A real punishing, sickening, crushing level of deflation. From the joys of Holmes’ quite incredible winner to the misery of an avoidable equaliser being conceded just a minute later. The celebrations of Holmes’ goal lost in the fury that followed.

The small margins of football mean that had Holmes’ goal gone untainted, it might well have set us away again. Walsall finding an equaliser so quickly, and in such circumstances, feels crushing. A worry we may find ourselves stuck in this slump further still as a consequence.

But, beyond the context of the game’s decisive two minutes, the more important aspect of Charlton’s failure to win, and with regard to future games, is their inability to make the most of their period of dominance, and the stutter that followed.

For a large part of the first-half, Robinson’s men were excellent. Pacey and fluent attacking football, to provide as great a threat as has been seen all season. But its value is only so much when you can’t find reward for it.

And its value is even less if you find ways of harming yourselves. In addition to Charlton’s failure to take chances, Walsall’s goal before half-time was an awful one to concede, while all the control the Addicks had for much of the first period was replaced by something that failed to create genuine openings and frequently gave the ball away.

It has become evident that we can’t perform to that impressive first-half level, on the occasions that we do, for the entirety of the games. That makes it even more important that we take our chances. It makes it even more frustrating that we struggle.

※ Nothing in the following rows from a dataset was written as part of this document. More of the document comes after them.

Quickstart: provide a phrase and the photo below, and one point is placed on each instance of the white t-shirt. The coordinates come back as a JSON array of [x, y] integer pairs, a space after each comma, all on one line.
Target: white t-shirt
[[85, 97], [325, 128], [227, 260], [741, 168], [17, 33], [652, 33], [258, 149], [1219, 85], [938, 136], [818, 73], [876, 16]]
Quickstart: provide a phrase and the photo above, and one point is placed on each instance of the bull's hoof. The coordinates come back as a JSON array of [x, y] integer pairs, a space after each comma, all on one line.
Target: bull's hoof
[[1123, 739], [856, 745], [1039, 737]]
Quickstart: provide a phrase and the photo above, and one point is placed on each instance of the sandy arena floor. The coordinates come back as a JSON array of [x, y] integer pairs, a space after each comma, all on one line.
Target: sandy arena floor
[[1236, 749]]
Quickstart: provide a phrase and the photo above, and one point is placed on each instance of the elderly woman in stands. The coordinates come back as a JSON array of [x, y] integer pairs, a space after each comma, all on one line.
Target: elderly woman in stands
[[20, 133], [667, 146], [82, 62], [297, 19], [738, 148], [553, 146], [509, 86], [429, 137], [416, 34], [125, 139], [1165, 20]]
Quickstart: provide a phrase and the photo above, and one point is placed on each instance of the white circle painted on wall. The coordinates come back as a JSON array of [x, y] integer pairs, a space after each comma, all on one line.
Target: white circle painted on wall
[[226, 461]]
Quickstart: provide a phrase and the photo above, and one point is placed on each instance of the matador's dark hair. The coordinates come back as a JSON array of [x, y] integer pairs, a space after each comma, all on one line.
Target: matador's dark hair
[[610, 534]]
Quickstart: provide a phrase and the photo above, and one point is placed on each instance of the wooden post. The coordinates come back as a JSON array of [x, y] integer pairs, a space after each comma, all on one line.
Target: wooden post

The answer, of course, is to take our chances. But the answer must also be to cut out errors in the other box, and to avoid the extent of the stumbling that follows thereafter. To find potency, resolve, and consistency.

At least there was an undoubted improvement on the previous three games. At least, in that first-half period, the attacking football that had been absent reappeared. At least there were some promising signs in this performance, rather than only concerns to take as has been the case of late.

But it doesn’t provide much comfort in the immediate aftermath of a rather crushing night.